Tuesday, August 13, 2013

The Come-to-Jesus Meeting -- Part 2

In a previous blog entry called "Staying in Place," I wrote about a "Come-to-Jesus" meeting that went something like this...

"You will stay in place," she said, pointing at me before slapping my face.   Without warning, she turned into the exorcist.  Her voice raised and terrifying  "The Power of Christ compels you to stay here where you belong..."

Rubbing my aching cheek, I struggled to get away, but she pushed me back in my chair.   "OK, I will... I will..."  

She remained stoic in her stares.   Her eyelids unblinking.   Her eyes glaring like she was trying to bore holes in me.  "I CAN'T HEAR YOU..."

"I will...  I promise..."  I started crying.  "I promise...  I swear I will stay..."

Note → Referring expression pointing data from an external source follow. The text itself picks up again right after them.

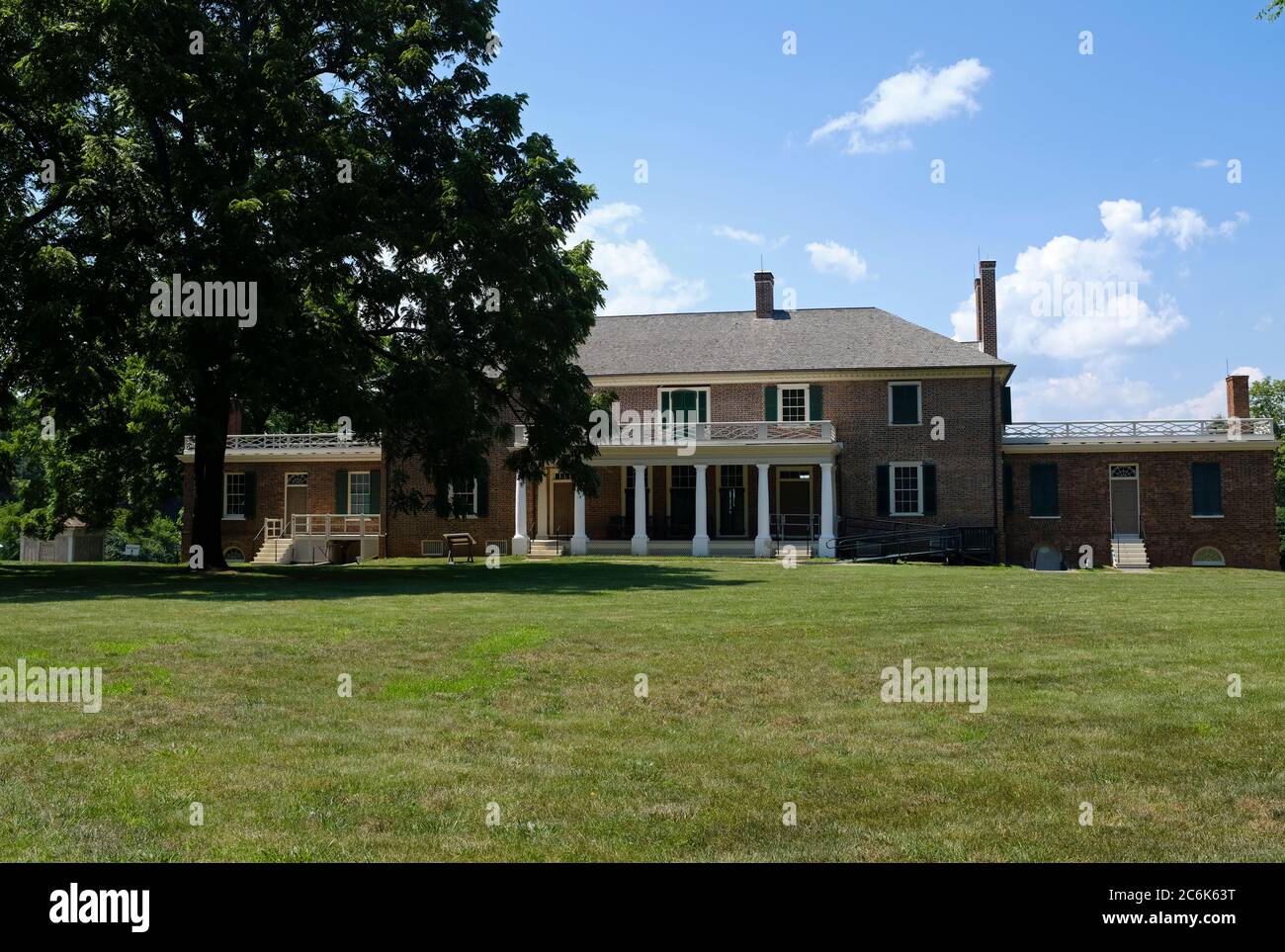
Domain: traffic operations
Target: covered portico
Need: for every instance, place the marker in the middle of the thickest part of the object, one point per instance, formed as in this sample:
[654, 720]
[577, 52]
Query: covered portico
[728, 488]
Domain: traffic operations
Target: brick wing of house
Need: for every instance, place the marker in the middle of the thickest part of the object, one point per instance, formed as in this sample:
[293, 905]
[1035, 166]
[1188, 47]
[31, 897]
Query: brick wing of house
[842, 432]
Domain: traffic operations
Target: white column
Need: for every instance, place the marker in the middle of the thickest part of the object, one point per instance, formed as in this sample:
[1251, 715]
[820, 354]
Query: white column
[543, 491]
[579, 540]
[638, 545]
[519, 545]
[701, 540]
[763, 540]
[825, 543]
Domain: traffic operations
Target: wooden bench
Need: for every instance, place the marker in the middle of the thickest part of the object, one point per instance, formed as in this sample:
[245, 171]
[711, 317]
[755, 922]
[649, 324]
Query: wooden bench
[458, 539]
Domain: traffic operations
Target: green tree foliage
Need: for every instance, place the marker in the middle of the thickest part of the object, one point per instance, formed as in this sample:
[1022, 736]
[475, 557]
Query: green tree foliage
[403, 236]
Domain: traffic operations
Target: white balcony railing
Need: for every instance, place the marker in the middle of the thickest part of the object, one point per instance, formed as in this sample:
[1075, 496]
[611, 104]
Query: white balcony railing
[741, 432]
[291, 441]
[333, 524]
[1140, 429]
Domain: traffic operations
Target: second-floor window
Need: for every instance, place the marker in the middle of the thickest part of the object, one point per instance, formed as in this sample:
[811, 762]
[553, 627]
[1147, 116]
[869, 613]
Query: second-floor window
[234, 494]
[903, 403]
[793, 403]
[359, 493]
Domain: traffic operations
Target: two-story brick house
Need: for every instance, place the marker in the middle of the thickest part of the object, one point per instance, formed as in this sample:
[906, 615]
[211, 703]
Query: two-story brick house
[846, 431]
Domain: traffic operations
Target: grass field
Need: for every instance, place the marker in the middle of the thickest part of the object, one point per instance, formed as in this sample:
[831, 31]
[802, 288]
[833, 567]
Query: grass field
[517, 687]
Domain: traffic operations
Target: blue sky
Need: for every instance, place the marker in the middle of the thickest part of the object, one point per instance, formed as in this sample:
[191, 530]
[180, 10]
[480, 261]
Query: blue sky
[1101, 171]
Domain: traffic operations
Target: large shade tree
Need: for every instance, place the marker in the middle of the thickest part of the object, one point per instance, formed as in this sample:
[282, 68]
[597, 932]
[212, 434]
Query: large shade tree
[405, 239]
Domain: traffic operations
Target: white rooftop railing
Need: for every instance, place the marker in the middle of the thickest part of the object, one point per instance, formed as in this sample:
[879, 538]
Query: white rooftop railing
[744, 432]
[1156, 429]
[291, 441]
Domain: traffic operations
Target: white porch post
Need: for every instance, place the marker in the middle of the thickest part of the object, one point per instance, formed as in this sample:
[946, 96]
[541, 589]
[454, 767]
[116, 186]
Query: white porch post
[579, 541]
[521, 544]
[825, 543]
[763, 540]
[543, 491]
[638, 545]
[701, 540]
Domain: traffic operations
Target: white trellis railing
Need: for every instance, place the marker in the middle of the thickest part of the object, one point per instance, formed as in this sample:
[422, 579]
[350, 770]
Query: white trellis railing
[291, 441]
[739, 432]
[1116, 429]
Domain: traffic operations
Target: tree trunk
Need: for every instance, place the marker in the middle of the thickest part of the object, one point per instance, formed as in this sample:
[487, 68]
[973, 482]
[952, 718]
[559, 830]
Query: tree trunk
[207, 528]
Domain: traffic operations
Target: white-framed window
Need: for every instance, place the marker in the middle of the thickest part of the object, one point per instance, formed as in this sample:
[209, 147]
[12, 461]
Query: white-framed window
[906, 488]
[793, 403]
[234, 494]
[359, 493]
[904, 402]
[470, 496]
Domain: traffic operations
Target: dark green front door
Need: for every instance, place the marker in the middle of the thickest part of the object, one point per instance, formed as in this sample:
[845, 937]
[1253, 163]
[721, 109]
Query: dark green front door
[731, 501]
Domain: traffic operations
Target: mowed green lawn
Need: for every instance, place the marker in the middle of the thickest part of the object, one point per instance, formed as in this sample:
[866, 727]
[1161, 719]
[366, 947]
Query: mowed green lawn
[515, 686]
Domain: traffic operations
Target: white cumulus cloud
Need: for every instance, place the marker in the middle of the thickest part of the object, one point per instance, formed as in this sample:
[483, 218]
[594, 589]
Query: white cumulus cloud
[915, 97]
[638, 282]
[739, 234]
[1204, 406]
[1079, 299]
[831, 257]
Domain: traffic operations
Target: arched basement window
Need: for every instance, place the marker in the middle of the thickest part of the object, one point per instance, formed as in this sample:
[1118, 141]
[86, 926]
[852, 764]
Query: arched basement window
[1208, 557]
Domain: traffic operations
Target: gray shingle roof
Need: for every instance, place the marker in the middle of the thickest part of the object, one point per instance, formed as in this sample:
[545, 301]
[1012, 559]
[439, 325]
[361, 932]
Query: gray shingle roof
[826, 338]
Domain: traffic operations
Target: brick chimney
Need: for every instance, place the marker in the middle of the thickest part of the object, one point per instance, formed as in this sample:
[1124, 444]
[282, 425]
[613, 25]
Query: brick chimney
[984, 299]
[1238, 395]
[765, 301]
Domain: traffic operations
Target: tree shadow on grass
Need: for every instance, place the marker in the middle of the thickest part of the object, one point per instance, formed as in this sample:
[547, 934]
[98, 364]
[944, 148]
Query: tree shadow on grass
[26, 583]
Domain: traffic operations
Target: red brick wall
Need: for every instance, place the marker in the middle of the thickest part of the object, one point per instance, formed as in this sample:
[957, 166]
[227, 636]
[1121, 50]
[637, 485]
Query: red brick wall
[270, 497]
[1245, 536]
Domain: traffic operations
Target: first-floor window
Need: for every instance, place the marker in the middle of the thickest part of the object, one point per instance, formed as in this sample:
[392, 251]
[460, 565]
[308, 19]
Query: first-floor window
[1206, 488]
[234, 494]
[1044, 489]
[466, 498]
[906, 488]
[359, 493]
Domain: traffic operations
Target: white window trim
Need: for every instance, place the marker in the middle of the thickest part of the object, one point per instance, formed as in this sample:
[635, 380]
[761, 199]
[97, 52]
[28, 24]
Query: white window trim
[710, 406]
[919, 408]
[450, 496]
[230, 517]
[356, 473]
[892, 488]
[780, 399]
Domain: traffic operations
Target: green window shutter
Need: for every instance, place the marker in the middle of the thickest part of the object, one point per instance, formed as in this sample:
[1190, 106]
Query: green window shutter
[251, 493]
[1206, 488]
[882, 502]
[341, 492]
[1044, 488]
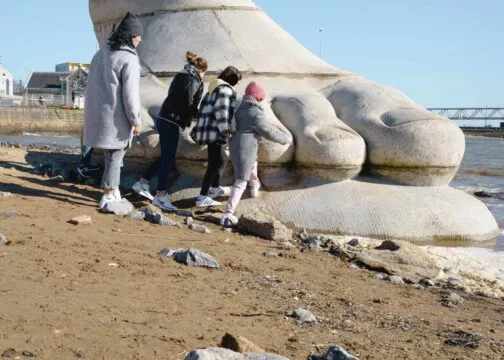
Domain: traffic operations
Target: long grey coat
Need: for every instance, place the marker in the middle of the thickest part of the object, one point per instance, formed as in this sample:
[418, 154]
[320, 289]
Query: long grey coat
[251, 124]
[112, 105]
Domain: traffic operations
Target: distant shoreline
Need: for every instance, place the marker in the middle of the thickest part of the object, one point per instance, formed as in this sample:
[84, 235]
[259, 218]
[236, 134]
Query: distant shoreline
[496, 133]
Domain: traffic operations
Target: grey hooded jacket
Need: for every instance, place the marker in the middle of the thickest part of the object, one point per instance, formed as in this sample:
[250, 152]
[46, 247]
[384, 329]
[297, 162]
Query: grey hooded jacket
[112, 105]
[251, 124]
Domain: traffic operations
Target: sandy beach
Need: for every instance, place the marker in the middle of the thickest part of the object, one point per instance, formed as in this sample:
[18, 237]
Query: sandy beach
[101, 291]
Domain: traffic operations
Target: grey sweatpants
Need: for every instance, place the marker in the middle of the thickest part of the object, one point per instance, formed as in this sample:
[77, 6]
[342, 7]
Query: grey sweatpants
[113, 164]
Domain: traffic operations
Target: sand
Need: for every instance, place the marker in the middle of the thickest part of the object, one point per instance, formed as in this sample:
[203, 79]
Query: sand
[62, 299]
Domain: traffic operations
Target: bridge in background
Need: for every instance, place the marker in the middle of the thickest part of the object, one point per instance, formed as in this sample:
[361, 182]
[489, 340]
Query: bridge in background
[476, 114]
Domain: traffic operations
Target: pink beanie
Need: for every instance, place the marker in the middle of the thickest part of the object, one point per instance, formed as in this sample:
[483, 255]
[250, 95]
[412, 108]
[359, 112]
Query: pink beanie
[255, 90]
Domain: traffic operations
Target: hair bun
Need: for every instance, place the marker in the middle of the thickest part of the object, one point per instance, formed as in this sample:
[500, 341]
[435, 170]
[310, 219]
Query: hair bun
[191, 57]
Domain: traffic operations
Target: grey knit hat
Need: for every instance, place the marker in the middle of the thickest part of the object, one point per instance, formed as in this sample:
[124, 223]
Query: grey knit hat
[130, 26]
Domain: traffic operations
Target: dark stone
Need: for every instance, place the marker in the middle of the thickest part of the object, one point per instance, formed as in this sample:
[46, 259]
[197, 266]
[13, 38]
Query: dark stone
[199, 228]
[184, 213]
[483, 194]
[264, 226]
[427, 282]
[156, 217]
[381, 276]
[303, 316]
[394, 279]
[334, 353]
[122, 207]
[270, 254]
[4, 240]
[226, 354]
[452, 300]
[137, 215]
[400, 258]
[9, 214]
[388, 245]
[354, 242]
[9, 353]
[463, 338]
[191, 257]
[312, 243]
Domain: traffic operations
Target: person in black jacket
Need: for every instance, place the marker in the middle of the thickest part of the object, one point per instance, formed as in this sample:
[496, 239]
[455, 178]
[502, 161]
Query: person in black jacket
[178, 110]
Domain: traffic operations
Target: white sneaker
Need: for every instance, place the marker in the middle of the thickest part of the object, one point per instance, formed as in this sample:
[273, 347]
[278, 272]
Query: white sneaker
[117, 195]
[218, 192]
[229, 220]
[143, 190]
[254, 192]
[107, 199]
[206, 201]
[164, 203]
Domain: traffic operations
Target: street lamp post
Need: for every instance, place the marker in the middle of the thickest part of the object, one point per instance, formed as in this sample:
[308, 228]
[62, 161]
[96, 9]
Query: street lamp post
[320, 43]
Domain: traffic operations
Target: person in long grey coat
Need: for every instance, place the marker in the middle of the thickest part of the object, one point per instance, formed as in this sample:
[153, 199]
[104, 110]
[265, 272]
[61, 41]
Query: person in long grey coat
[112, 110]
[251, 125]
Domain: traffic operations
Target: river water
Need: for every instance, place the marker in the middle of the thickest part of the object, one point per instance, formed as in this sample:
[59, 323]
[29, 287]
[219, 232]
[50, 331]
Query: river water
[482, 168]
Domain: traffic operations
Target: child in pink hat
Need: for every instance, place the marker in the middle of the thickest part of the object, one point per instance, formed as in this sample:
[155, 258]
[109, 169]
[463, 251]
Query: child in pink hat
[251, 124]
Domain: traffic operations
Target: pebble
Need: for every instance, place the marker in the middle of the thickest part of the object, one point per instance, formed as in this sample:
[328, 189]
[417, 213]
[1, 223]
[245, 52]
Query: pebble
[137, 215]
[427, 282]
[122, 207]
[303, 235]
[303, 316]
[454, 282]
[285, 245]
[396, 280]
[199, 228]
[452, 300]
[270, 254]
[381, 276]
[9, 214]
[334, 352]
[191, 257]
[312, 243]
[184, 213]
[81, 220]
[9, 353]
[4, 240]
[354, 242]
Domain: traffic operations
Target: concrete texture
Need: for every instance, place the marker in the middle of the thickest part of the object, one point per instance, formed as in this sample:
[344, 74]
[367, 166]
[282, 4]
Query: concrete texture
[339, 120]
[16, 120]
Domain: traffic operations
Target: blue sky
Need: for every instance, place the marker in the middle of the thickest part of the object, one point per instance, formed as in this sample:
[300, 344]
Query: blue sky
[439, 52]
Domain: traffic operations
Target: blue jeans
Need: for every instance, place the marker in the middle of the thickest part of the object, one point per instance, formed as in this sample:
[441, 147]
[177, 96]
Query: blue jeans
[169, 135]
[87, 154]
[113, 164]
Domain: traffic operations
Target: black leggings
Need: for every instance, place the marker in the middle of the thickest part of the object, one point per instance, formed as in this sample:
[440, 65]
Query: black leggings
[216, 163]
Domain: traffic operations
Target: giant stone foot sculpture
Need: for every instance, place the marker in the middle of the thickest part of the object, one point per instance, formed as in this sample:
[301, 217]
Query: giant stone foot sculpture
[339, 122]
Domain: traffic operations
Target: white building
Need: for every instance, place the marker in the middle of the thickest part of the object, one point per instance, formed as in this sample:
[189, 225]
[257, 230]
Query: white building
[6, 83]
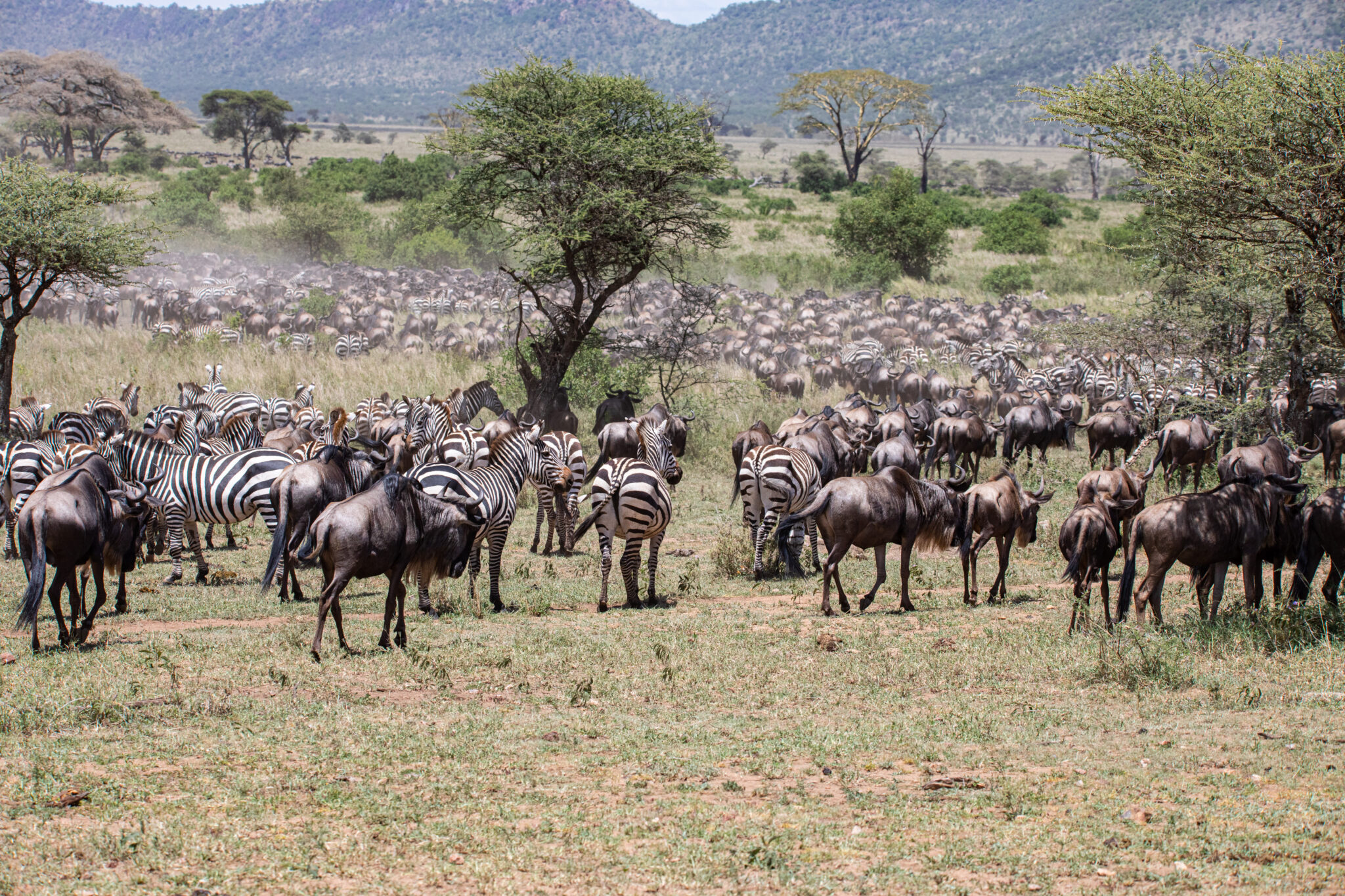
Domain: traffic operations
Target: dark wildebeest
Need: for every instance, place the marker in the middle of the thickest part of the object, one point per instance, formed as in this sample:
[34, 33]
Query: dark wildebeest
[757, 436]
[1113, 430]
[966, 438]
[1323, 532]
[390, 530]
[1232, 523]
[304, 490]
[1269, 457]
[898, 452]
[998, 509]
[1088, 542]
[1036, 426]
[1184, 444]
[872, 512]
[617, 408]
[70, 521]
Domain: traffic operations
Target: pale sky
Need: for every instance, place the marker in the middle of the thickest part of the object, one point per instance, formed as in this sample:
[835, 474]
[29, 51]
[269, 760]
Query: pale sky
[680, 11]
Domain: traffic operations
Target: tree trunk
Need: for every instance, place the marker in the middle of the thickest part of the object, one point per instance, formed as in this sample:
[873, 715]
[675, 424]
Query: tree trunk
[9, 344]
[68, 146]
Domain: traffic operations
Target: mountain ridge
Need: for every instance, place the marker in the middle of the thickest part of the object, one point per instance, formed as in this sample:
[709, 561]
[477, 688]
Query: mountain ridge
[403, 58]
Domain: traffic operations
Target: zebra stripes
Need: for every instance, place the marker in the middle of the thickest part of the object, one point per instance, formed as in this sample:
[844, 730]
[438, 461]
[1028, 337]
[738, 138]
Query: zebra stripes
[198, 488]
[631, 501]
[517, 457]
[775, 482]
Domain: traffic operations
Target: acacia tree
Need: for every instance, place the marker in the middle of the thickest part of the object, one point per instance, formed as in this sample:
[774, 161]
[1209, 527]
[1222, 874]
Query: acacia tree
[85, 95]
[1241, 163]
[590, 182]
[246, 117]
[53, 228]
[853, 106]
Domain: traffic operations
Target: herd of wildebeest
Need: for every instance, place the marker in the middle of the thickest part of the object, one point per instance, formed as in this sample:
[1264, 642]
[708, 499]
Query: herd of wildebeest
[410, 485]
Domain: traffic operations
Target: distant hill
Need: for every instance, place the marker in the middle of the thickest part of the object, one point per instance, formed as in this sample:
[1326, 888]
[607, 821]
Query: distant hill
[401, 58]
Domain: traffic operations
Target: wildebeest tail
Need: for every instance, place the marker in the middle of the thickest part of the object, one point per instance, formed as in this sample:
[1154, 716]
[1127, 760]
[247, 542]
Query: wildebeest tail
[37, 571]
[1128, 574]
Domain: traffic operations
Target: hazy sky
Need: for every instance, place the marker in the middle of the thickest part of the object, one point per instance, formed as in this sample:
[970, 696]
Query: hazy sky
[681, 11]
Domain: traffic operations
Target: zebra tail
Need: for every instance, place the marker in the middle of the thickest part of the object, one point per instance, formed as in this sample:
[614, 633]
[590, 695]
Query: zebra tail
[278, 539]
[37, 574]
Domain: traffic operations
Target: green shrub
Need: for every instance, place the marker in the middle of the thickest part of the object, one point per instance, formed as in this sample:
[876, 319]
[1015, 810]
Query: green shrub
[1007, 278]
[893, 227]
[1015, 232]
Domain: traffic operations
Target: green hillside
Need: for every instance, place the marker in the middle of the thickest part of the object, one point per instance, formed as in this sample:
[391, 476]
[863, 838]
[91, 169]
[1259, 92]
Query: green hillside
[407, 56]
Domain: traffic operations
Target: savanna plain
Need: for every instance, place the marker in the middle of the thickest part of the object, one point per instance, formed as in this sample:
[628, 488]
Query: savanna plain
[711, 744]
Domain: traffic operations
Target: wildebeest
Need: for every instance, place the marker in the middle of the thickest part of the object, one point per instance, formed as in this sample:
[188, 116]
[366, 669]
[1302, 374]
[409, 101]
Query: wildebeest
[1113, 430]
[390, 530]
[304, 490]
[618, 406]
[1323, 532]
[1184, 444]
[1088, 542]
[873, 511]
[73, 519]
[998, 509]
[1036, 426]
[755, 436]
[1232, 523]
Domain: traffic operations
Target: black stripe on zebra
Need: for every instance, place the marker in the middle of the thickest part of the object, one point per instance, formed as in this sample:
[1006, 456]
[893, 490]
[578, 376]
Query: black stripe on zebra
[198, 488]
[517, 457]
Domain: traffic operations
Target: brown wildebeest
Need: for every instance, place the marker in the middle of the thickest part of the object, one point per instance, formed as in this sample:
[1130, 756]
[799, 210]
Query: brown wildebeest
[1113, 430]
[1184, 444]
[390, 530]
[898, 452]
[1269, 457]
[1323, 532]
[998, 509]
[967, 438]
[873, 511]
[70, 521]
[1232, 523]
[1088, 542]
[755, 436]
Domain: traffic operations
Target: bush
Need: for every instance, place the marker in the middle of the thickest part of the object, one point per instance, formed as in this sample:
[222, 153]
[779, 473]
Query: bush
[1015, 232]
[818, 174]
[1007, 278]
[893, 227]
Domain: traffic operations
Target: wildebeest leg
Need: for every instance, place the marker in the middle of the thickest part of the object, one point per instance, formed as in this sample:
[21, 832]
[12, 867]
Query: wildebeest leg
[330, 602]
[880, 565]
[654, 567]
[631, 572]
[606, 550]
[194, 540]
[100, 598]
[496, 545]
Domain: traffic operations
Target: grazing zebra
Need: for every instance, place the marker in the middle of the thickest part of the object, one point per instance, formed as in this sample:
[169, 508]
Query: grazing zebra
[517, 457]
[26, 419]
[198, 488]
[565, 446]
[775, 482]
[631, 501]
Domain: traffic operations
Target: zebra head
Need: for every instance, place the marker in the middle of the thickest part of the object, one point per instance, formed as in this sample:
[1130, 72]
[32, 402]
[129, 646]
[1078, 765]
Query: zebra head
[655, 449]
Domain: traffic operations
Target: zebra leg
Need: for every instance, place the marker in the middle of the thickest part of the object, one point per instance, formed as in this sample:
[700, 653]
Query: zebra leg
[194, 540]
[606, 548]
[654, 568]
[496, 547]
[631, 571]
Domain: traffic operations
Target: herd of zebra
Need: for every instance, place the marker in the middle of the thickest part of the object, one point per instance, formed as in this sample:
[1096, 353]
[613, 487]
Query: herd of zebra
[218, 457]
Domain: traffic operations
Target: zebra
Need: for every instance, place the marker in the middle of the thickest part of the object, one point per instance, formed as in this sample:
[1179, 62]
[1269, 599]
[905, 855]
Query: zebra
[517, 457]
[775, 482]
[631, 501]
[195, 488]
[565, 446]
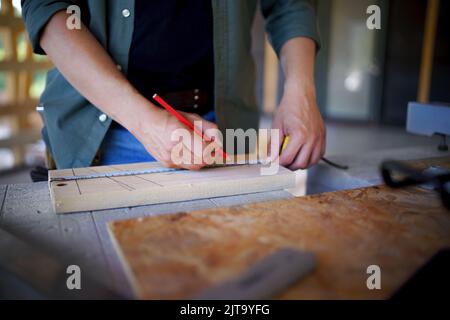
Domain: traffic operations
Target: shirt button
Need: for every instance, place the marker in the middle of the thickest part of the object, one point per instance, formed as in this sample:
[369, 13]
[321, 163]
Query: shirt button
[102, 117]
[126, 13]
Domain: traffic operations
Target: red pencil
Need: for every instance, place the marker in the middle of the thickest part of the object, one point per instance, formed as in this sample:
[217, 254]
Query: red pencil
[185, 121]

Despite my cries of desperation, she pulled me out of the chair and pushed me onto to the floor.   "SAY IT LIKE YOU MEAN IT..."   She hovered over me, howling.  

I pulled myself into the fetal position. "OK...  I WILL..."  I shouted those words over several times, before she backed off in the victory pose.

"Damn straight you will..."

OK, I have to admit I have an overactive imagination.  It wasn't quit like that, but it felt like it.   And wasn't it more exciting to read.

My meeting was necessary.  I needed it.   We covered a lot of ground.   In my previous blog post, I wrote about our conversation about staying here in the Midwest and building a life based on what I already have, but we also talked about other topics.    With possible home ownership in the near future, I feel like I've finally weighed anchor.  Of course, age played a part, too.

One topic we discussed was friends.   Personally, I think I have a diverse group of friends who like me just the way I am.  We talked about each one and what they mean to me in my life, but it also became clear that some people that I mentioned really aren't friends.  They are acquaintances.  It was a poignant conversation about the difference between the two.  Some people that I called friends weren't really friends.

Creating meaningful friendships is important to me.   I like the ones that come naturally, when you've got common interests and the conversation rolls along without the seven-minute pauses, but yet enough diversity to learn and grow from each other.  Currently, I've made some new friends, whom I've got to know one on one, and they seem to be interested in me.

I remember when my Mother died.   The funeral home was packed for the viewing and the services.  The funeral home workers were scrambling to get more chairs in the back.  From the front row, I recall turning to look out at the crowd of sad faces and thinking "My Mother's friends."   She was truly lucky to have had so many of them.   My Father's funeral didn't bring as many, but it was a one-day service and some couldn't come.  But regardless, I realized how important friends are.

I just hope someday, when I laid out, that I have as many friends as my parents did.  And hopefully, that won't be for another forty or fifty years!